I have been married nearly 18 years and we have had our share of problems but to get to this point a little background is required so please hang in there.

I am a pessimist by nature, an overachiever and very driven to succeed. DH was an optomist - very happy go lucky, easy going and hysterically funny. I say was because things changed over time and he became quite dark and over time avoided most social/family activities.

DH and I have 6 children (ranging from teens to toddler) and for the last six years or so I have been pulling all of the weight in our household. Managing the money, housework, activities, grocery shopping, menu planning, etc. I work full time and still manage to do the bulk of household management. 

I am not a quiet person - I have always voiced my feelings and concerns regarding our relationship and the problems as I perceived them. I have yelled, screamed, whispered, cried, written notes and emails to attempt to communicate my feelings. His reponses were always that he did not see what I saw or feel how I felt. 

I realize that may not make much sense but it will in a second. 

Over the course of the last six years we have grown apart - in many different ways. The catalyst to some of this was porn. He started engaging in a ton of internet porn viewing which lead to an Adult Friend Finder account.
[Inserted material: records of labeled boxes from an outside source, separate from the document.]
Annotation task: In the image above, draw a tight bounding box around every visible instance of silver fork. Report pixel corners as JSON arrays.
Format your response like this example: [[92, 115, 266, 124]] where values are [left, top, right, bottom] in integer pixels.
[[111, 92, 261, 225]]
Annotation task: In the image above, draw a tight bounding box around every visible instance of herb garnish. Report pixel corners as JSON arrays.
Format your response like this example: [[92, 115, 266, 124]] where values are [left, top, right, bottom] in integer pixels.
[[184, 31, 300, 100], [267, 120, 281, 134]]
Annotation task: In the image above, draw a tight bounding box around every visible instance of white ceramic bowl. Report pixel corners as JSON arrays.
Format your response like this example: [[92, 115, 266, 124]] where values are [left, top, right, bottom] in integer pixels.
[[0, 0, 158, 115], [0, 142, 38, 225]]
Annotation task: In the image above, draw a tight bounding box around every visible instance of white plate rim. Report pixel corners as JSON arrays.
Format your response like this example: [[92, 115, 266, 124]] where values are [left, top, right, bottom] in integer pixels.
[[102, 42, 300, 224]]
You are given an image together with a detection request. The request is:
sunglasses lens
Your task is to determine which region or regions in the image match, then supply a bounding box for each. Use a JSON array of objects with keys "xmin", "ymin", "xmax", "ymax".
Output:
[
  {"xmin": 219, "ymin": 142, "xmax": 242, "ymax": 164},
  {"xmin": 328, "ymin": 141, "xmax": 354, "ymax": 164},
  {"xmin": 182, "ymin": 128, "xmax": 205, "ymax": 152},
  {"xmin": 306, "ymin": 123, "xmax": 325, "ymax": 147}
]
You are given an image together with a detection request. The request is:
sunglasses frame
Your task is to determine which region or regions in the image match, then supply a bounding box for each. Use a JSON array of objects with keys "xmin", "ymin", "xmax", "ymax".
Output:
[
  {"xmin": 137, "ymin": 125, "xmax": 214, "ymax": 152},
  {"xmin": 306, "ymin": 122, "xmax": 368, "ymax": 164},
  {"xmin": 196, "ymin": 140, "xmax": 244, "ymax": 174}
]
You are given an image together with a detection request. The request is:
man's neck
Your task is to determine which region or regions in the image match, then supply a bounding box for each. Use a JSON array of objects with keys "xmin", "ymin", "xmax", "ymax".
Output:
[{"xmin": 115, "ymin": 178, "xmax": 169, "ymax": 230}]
Let me tell you that I am extremely perceptive and also very adept at computer forensics. Every time I found more porn I called him out on it. Finally, he confessed and apologized and we seemed to finally move past it. Admittedly, I realized recently that I still do not completely trust him. 

I have continually complained about lack of intimacy (in the last three years we have been intimate about a dozen times) - I have to say in the last 8 months I have said little to nothing about this subject because it seems to get me nowhere. 

A few months ago he had an experience that was an awakening and finally saw what I have been saying for years. He has taken steps to fix things; ie getting help for depression, etc. 

Here is my problem. I am bitter and angry. I don't know that anything he does will fix how I now feel. Part of me says I should try to keep an open mind and let me try to fix the problems. Part of me says, screw it. I worked my rear off for years trying to get him to acknowledge the issues. The other issue is that my gut feeling said he is dabbling in porn again - and I found evidence of the same recently. 

Do I immediately call him on the porn? Give him a chance to "explain" or repent. My angel side says yes and the devil says no - let him hang himself.

I told him when we went through the first porn round that a repeat occurrence would be grounds for divorce - end of discussion.


----------



## Virginia Patricia (Aug 14, 2012)

you'll what you do until you don't anymore!


----------